Depuis qu’elle est revenue de Caprica avec Helo, Adama a toujours eu à l’égard de ce modèle une attitude particulière. Il lui a fait confiance alors que rien ne lui garantissait qu’elle ne le trahirait pas. Il a été (et il est toujours je crois) obsédé par le souvenir de Boomer lui tirant dessus.
Adama étant le personnage le plus noble et le plus sage qu’il m’est été donné de voir à la télévision, il n’est pas étonnant qu’il ait réussi à dépasser le fait que Sharon soit un cylon. Elle est même devenue sa confidente et son amie. Un lien s’est crée, plus sincère il me semble que l’amour de Sharon pour Helo (dans quelle mesure le but qu’elle s’était donnée a-t-il à voir avec ses sentiments pour lui ?).

Ron D. Moore pense que cette relation est la preuve que la série n’est pas seulement pessimiste et noire. Mais qu’elle porte en elle un optimisme incroyable : si Adama arrive à voir autre chose en Sharon qu’un robot sophistiqué, s’il arrive à la voir comme un être humain, alors tout est possible.


134ème jour d’occupation cylonne sur New Caprica - Pump up the volume.

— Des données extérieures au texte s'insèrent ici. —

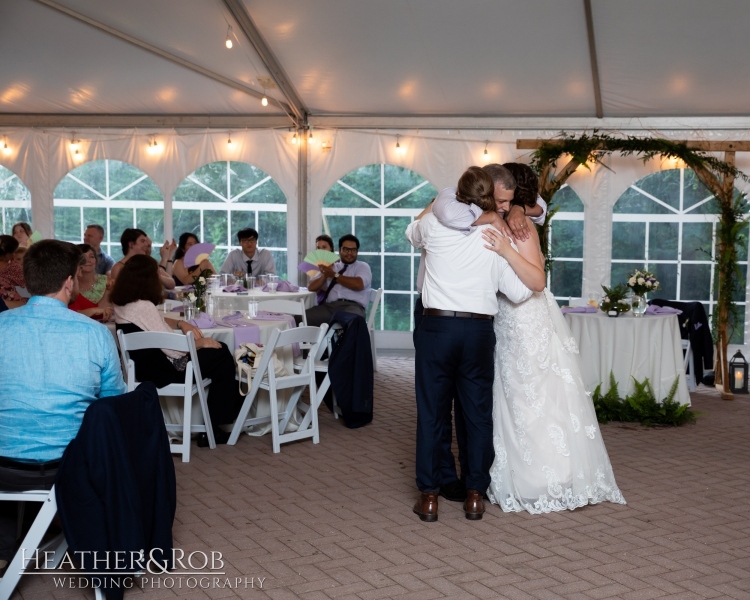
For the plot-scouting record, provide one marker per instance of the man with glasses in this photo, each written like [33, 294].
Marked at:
[346, 284]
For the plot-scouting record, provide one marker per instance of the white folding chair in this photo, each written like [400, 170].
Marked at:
[194, 383]
[287, 307]
[375, 296]
[55, 548]
[689, 365]
[266, 379]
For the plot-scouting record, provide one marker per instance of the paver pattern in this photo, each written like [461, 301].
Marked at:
[334, 520]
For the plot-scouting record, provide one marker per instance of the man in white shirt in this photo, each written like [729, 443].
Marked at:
[250, 259]
[512, 205]
[456, 342]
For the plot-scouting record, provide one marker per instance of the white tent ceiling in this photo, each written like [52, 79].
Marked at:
[474, 58]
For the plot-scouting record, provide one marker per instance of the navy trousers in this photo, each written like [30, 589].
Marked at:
[454, 355]
[448, 472]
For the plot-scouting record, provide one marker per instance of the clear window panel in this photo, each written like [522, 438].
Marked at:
[368, 233]
[398, 309]
[695, 283]
[397, 273]
[565, 278]
[628, 241]
[567, 239]
[663, 241]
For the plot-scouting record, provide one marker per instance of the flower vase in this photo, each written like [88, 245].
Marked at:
[639, 305]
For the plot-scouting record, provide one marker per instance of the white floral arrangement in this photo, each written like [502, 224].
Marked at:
[642, 282]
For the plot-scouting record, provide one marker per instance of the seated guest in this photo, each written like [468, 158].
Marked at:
[324, 242]
[250, 260]
[22, 233]
[53, 364]
[135, 295]
[346, 283]
[94, 236]
[180, 274]
[11, 273]
[135, 242]
[91, 296]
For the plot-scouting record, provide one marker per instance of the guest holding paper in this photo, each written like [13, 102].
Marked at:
[11, 273]
[184, 275]
[135, 294]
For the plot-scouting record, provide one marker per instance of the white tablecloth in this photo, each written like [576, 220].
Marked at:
[648, 346]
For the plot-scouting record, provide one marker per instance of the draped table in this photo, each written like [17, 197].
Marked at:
[630, 347]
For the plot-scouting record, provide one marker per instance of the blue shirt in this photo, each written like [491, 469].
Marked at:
[54, 362]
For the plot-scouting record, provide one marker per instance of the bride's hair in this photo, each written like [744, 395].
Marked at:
[475, 187]
[527, 184]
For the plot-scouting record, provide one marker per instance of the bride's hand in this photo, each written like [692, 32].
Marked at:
[497, 242]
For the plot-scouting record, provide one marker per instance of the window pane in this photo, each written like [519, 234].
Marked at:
[662, 241]
[696, 241]
[566, 278]
[695, 283]
[367, 230]
[397, 312]
[567, 239]
[629, 241]
[395, 240]
[397, 273]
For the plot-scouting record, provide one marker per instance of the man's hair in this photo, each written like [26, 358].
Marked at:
[130, 236]
[475, 186]
[8, 245]
[248, 233]
[501, 176]
[349, 237]
[138, 280]
[48, 264]
[527, 184]
[96, 226]
[325, 238]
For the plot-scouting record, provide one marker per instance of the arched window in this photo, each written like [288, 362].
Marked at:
[222, 198]
[376, 203]
[565, 276]
[112, 194]
[15, 200]
[666, 222]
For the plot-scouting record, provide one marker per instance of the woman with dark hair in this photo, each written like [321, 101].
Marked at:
[22, 232]
[11, 272]
[181, 274]
[136, 292]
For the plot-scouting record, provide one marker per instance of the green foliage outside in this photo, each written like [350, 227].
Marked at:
[641, 406]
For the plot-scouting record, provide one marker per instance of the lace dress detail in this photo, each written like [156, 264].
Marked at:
[549, 455]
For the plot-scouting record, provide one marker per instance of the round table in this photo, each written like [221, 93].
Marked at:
[630, 347]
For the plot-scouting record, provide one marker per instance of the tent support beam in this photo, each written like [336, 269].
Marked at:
[252, 33]
[159, 52]
[594, 61]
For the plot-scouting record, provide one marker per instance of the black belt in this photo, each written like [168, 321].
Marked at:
[436, 312]
[9, 463]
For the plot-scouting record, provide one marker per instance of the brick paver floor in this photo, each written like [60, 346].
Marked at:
[334, 520]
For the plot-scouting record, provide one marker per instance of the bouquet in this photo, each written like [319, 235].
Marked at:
[614, 299]
[642, 282]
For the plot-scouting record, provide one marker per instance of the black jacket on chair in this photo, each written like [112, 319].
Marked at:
[116, 487]
[694, 327]
[350, 370]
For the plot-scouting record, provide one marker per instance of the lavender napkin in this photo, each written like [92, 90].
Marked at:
[662, 310]
[581, 309]
[283, 286]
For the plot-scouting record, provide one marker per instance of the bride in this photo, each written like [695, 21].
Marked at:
[549, 453]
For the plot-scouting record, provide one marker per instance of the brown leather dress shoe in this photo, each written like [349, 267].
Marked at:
[426, 506]
[474, 505]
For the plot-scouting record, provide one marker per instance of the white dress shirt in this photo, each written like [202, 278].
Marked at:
[460, 273]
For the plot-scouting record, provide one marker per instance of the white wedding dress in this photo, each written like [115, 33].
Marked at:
[549, 453]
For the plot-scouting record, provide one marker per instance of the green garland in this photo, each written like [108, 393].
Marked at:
[641, 406]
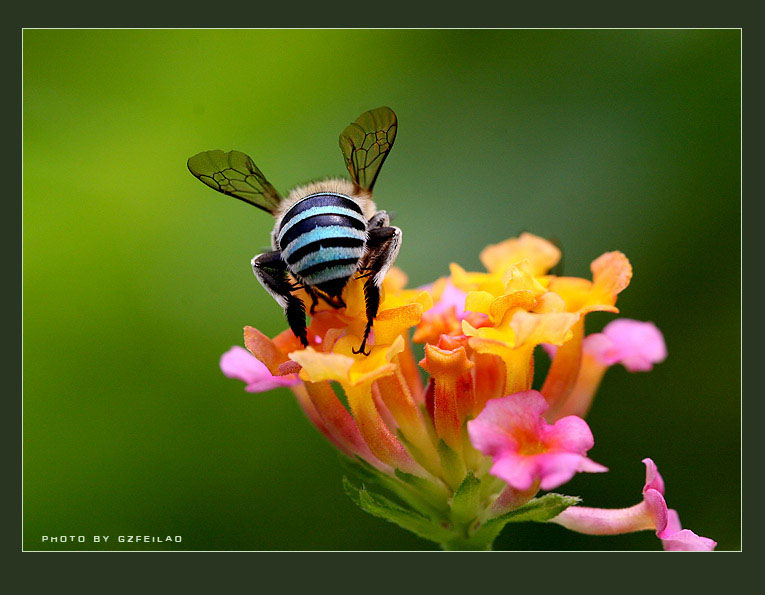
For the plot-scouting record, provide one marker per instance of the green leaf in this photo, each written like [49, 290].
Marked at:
[537, 510]
[383, 508]
[452, 464]
[466, 500]
[417, 493]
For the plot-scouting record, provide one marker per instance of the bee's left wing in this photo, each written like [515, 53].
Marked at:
[235, 174]
[366, 143]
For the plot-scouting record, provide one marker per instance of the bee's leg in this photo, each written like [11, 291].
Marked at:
[382, 248]
[314, 298]
[271, 271]
[379, 219]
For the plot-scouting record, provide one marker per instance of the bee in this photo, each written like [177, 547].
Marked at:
[324, 232]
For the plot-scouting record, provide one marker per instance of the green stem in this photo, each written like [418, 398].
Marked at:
[465, 544]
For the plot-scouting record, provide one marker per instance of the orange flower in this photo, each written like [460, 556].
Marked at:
[480, 331]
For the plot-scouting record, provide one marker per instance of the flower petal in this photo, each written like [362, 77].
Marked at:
[238, 363]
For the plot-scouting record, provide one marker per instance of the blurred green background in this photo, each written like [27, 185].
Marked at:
[137, 277]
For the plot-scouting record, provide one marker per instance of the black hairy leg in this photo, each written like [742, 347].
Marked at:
[382, 248]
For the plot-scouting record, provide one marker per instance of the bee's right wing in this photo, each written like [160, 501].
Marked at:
[235, 174]
[366, 143]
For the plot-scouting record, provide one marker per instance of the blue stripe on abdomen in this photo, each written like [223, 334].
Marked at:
[330, 220]
[293, 220]
[338, 271]
[326, 255]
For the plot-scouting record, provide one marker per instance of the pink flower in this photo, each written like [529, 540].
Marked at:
[651, 513]
[634, 344]
[239, 363]
[526, 449]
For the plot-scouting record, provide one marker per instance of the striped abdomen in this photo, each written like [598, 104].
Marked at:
[321, 239]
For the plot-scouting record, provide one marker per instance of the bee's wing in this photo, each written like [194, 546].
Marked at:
[235, 174]
[366, 143]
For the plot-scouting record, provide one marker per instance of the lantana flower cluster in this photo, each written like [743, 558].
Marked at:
[456, 457]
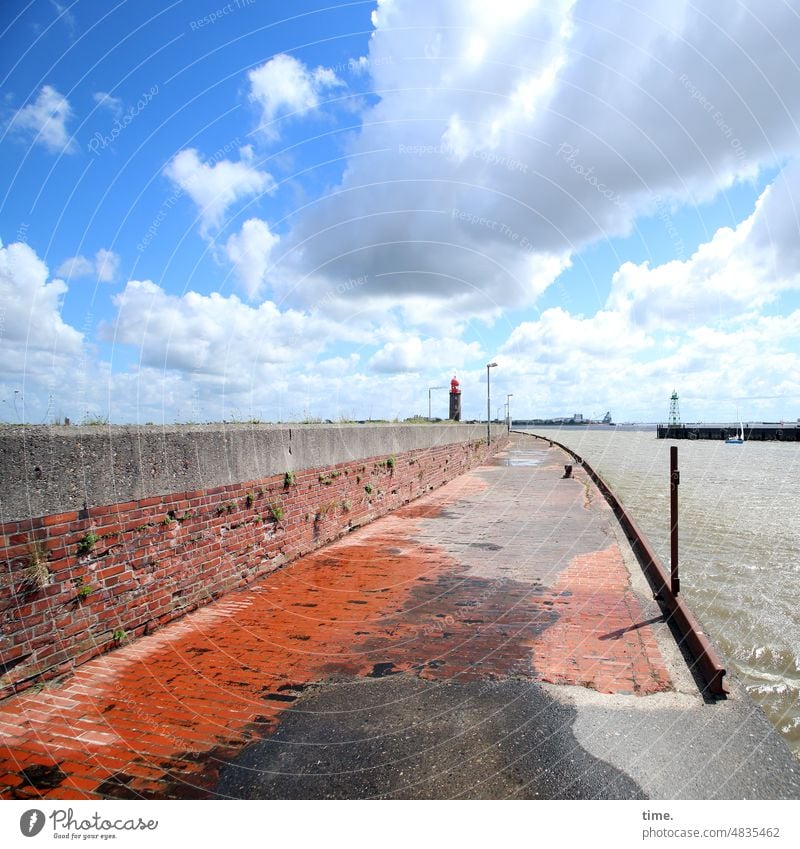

L’espoir vient avec un signal capté par la Résistance. En effet, des protocoles ont été prévus en cas d’invasion cylon. Un raptor devait se rapprocher de New Caprica tous les jours à une certaine heure et envoyer des signaux. Adama envoie donc chaque jour un raptor en orbite la plus proche de la planète. Jusque-là, les résistants n’ont pu trouver de moyen de récupérer ce signal en toute sécurité. Grâce à Gaeta, ils ont eu une opportunité... Réponse de l’amiral :

It’s going to be ok. [2]

Pour lui comme pour les résistants, un nouvel espoir est né.

Seulement voilà, une horreur est déjà en train de se produire. L’attentat suicide se prépare, et ce même si Baltar, la cible, ne sera pas présent à la cérémonie. L’attentat suicide se prépare et a lieu. Le point de non-retour de la Résistance a été atteint.

Feyrtys
P.S. La première partie de ces deux heures d’introduction à la troisième saison atteint son but : poser les bases d’un nouveau ton, d’une nouvelle dynamique et des nouveaux enjeux. A la fin de cette première heure, je savais déjà que l’équipe de BSG avait réussi son pari et que le virage pris à la fin de la deuxième saison était parfaitement maîtrisé.
Notes

[1Copyright Joma

[2La même phrase que dans Reservoir Dogs, quand Mr Orange baigne dans son sang et que Mr White essaye de le rassurer. Mais c’est une autre histoire.